X360A Review: Assassin's Creed III: The Tyranny of King Washington - The Infamy
Written Tuesday, February 19, 2013 By Richard WalkerView author's profile
Remember that old Saturday morning cartoon, Brave Starr? Eyes of a hawk, speed of a puma, strength of a bear, ears of a wolf? Sure you do. Whether you do or you don't remember Brave Starr, we're willing to bet that someone, somewhere at Ubisoft Quebec definitely does, because it's those same kind of animal powers that are at the core of Assassin's Creed III: The Tyranny of King Washington.
For the uninitiated, The Tyranny of King Washington is a three-episode DLC that abandons the established Assassin's Creed III timeline in favour of an alternate reality in which George Washington acquires the ubiquitous Apple of Eden, becomes corrupted by the glowing orb of power, and is driven mad by said power. As a result, he crowns himself king, goes around burning villages and oppressing the people. He's not the American icon we all know and love. He's actually a bit of a shit.
With episode one, entitled 'The Infamy', we find Connor – known only by his original Native American name of Ratonhnhaké:ton – waking up in the Frontier, where all is not what it seems. “This is all wrong,” he exclaims in worried tones, before venturing to his home village to talk with the Clan Mother. It soon becomes clear that Connor - dressed in his badass wolfskin – needs to acquire powers to take on Washington, after surviving an altercation with the big cheese. Getting past that Apple won't be easy, but there's power to be gained from the virgin boughs of the Great Willow tree.

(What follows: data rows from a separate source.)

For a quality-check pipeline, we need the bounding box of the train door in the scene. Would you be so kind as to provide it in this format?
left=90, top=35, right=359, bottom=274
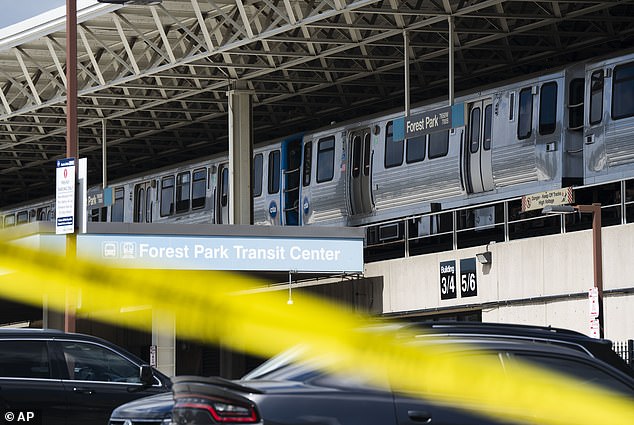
left=37, top=207, right=49, bottom=221
left=281, top=136, right=303, bottom=225
left=133, top=181, right=154, bottom=223
left=216, top=163, right=230, bottom=224
left=464, top=99, right=494, bottom=193
left=348, top=128, right=374, bottom=215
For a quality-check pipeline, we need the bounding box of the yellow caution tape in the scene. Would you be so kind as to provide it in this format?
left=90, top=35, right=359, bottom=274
left=0, top=240, right=632, bottom=424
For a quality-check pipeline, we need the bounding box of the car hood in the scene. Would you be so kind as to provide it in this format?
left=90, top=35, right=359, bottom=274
left=110, top=392, right=174, bottom=419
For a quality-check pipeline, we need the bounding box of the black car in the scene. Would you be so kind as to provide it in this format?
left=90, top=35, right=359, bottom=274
left=0, top=328, right=171, bottom=425
left=110, top=322, right=634, bottom=425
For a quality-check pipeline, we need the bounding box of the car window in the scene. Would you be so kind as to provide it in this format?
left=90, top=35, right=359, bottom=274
left=61, top=341, right=141, bottom=383
left=0, top=340, right=51, bottom=379
left=513, top=353, right=634, bottom=395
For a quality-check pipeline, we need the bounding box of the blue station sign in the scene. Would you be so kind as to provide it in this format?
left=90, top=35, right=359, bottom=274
left=77, top=233, right=364, bottom=274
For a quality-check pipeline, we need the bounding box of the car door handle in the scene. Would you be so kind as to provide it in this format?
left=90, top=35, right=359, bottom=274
left=73, top=387, right=94, bottom=395
left=408, top=410, right=432, bottom=423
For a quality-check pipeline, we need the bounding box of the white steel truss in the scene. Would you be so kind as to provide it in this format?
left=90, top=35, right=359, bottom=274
left=0, top=0, right=633, bottom=205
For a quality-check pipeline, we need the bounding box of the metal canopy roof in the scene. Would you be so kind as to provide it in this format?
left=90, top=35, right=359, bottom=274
left=1, top=0, right=633, bottom=208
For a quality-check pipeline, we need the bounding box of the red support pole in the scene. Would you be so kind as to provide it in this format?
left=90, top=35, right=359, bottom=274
left=577, top=203, right=604, bottom=338
left=65, top=0, right=78, bottom=333
left=66, top=0, right=77, bottom=159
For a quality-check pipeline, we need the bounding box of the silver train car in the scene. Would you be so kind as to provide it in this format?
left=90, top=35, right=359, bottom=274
left=2, top=50, right=633, bottom=233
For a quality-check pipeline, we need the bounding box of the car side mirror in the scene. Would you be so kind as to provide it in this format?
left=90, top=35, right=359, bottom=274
left=139, top=364, right=154, bottom=386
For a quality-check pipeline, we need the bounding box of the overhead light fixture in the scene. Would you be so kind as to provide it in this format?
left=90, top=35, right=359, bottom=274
left=476, top=251, right=492, bottom=264
left=98, top=0, right=163, bottom=5
left=541, top=205, right=576, bottom=214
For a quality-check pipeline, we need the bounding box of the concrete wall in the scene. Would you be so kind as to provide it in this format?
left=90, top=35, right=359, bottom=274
left=364, top=223, right=634, bottom=340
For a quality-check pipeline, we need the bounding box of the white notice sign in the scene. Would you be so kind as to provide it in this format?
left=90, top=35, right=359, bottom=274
left=588, top=287, right=599, bottom=318
left=56, top=158, right=76, bottom=235
left=589, top=318, right=600, bottom=339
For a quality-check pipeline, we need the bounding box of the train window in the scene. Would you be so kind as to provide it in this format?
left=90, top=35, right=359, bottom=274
left=36, top=208, right=48, bottom=221
left=160, top=176, right=175, bottom=217
left=192, top=168, right=206, bottom=209
left=111, top=187, right=124, bottom=222
left=352, top=134, right=362, bottom=178
left=385, top=121, right=404, bottom=168
left=428, top=130, right=449, bottom=159
left=302, top=142, right=312, bottom=187
left=590, top=70, right=604, bottom=125
left=253, top=154, right=263, bottom=197
left=16, top=210, right=28, bottom=224
left=145, top=189, right=152, bottom=223
left=95, top=207, right=108, bottom=222
left=509, top=92, right=515, bottom=121
left=568, top=78, right=584, bottom=130
left=363, top=133, right=371, bottom=176
left=134, top=185, right=145, bottom=223
left=539, top=82, right=557, bottom=135
left=316, top=137, right=335, bottom=183
left=3, top=214, right=15, bottom=227
left=518, top=87, right=533, bottom=139
left=90, top=208, right=101, bottom=222
left=406, top=135, right=426, bottom=163
left=176, top=172, right=191, bottom=214
left=483, top=104, right=492, bottom=150
left=221, top=167, right=229, bottom=207
left=612, top=62, right=634, bottom=120
left=268, top=150, right=281, bottom=193
left=469, top=107, right=481, bottom=153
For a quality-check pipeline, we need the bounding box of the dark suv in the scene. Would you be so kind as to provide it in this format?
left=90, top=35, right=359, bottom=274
left=0, top=328, right=171, bottom=425
left=110, top=322, right=634, bottom=425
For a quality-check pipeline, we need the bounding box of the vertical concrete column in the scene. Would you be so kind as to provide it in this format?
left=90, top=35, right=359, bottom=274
left=219, top=346, right=246, bottom=379
left=43, top=296, right=65, bottom=330
left=152, top=309, right=176, bottom=377
left=227, top=81, right=254, bottom=225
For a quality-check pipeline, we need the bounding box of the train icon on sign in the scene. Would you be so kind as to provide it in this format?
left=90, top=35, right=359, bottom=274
left=102, top=241, right=136, bottom=259
left=121, top=242, right=136, bottom=259
left=102, top=242, right=117, bottom=258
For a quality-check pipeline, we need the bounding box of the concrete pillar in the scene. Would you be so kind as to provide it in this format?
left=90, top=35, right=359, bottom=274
left=152, top=309, right=175, bottom=377
left=219, top=346, right=246, bottom=379
left=43, top=297, right=65, bottom=330
left=227, top=81, right=253, bottom=225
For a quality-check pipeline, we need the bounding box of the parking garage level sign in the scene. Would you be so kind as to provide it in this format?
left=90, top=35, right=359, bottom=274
left=55, top=158, right=76, bottom=235
left=460, top=258, right=478, bottom=297
left=440, top=260, right=457, bottom=300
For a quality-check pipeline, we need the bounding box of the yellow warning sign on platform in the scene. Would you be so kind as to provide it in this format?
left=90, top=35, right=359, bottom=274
left=522, top=187, right=574, bottom=212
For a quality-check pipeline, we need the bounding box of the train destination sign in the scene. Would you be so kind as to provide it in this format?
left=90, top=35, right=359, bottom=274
left=77, top=233, right=364, bottom=273
left=87, top=187, right=113, bottom=209
left=393, top=103, right=465, bottom=141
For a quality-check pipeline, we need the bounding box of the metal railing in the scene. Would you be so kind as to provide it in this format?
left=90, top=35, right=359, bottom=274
left=364, top=179, right=634, bottom=263
left=613, top=339, right=634, bottom=368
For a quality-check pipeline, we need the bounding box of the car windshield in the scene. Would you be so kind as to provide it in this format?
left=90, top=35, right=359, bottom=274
left=241, top=345, right=321, bottom=382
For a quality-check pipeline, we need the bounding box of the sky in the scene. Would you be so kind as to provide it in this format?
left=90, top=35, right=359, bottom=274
left=0, top=0, right=67, bottom=29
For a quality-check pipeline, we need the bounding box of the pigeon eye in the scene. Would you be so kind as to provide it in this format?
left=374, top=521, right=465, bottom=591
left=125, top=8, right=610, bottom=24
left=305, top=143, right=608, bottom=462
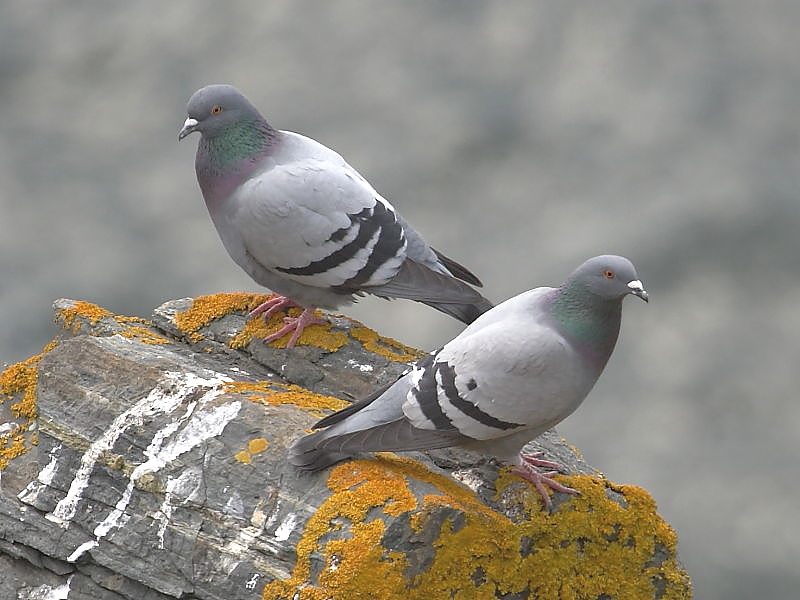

And so, Connor sets about acquiring said boughs to get himself juiced up for the fight that awaits him, starting with the Wolf Cloak and the faithful wolf pack that you can summon to help you take down multiple foes. By the end of the three-episode story arc, Ratonhnhaké:ton will have acquired the Power of the Eagle and Power of the Bear to complement his wolf powers, but episode one is designed purely with the Wolf Cloak in mind, and so you can't retroactively go back to it with your full set of powers. Yet even with this single power, the way in which you approach playing Assassin's Creed III is altered somewhat, as the cloak enables you to render Ratonhnhaké:ton invisible for as long as his health meter will allow (it runs down as you use your powers, but replenishes almost instantly when you turn them off).
Summoning your wolf pack works exactly in the same way as calling in your brotherhood of assassins, conjuring invisible wolves from the spirit world to rip out the throats of your enemies, it's all part of Connor's repertoire in The Infamy, proving to be invaluable tools as you zero in on Washington and his cronies, who also happen to be recognisable, high-profile faces from the annals of American history.
For the most part, The Infamy is familiar Assassin's Creed fare, with an eavesdrop mission chucked in, some stabby fighting action to engage in and more than a bit of stealth for you to flex your new powers. You can still attempt to 100% sync each mission, and there's still a portion of the game's open-world to explore. For The Infamy, you're given half of the Frontier to roam, with key locations dotted around the map transformed by King Washington's cruel and oppressive reign. There are starving people begging for food who you can feed with animal meat from your hunts, civilians to rescue and convoys carrying prisoners to intercept. These are the side missions you can tackle between the DLC's story chapters, and there's a fair few new activities to complete.
For those wanting a little more insight to the narrative, there's a also a few memory fragments to unearth that when pieced together, provide a video that sheds a bit more light on the nature of the alternate reality in which Connor finds himself. In this first episode, you'll discover that there's apparently more to it all than meets the eye, driving you forward through the story while offering a few tantalising hints at what we're hoping will be a killer twist in the tale. Of course, we won't really know how it all pans out until the final episode.
From a narrative perspective, you'll find that as the first episode, The Infamy does a lot of setting up the alternate reality, getting you up to speed with what's happened to America since the Revolution ended, so don't expect any major payoffs until the later episodes. Yet as a first episode, The Infamy does a fine job in making you want more, while providing enough to satisfy your desire for more single-player Assassin's Creed III. Credit has to go to Ubisoft too for trying something a little different, with the powers providing new gameplay opportunities that you simply wouldn't find in the main game itself.
As a single-player DLC, the first episode of Assassin's Creed III: The Tyranny of King Washington ticks all of the right boxes, providing more open-world exploration, plenty of combat, some new and exciting gameplay mechanics, and an intriguing set of story events that lead up to an inevitable cliffhanger ahead of episode two. Be warned: if you play through and finish episode one, you'll definitely want to see it all through to the end. And this version of Ratonhnhake:ton is an imposing badass in his wolfskin duds and war paint. With all these ingredients, The Infamy proves to be an interesting and enjoyable chunk of DLC, and one well worth checking out.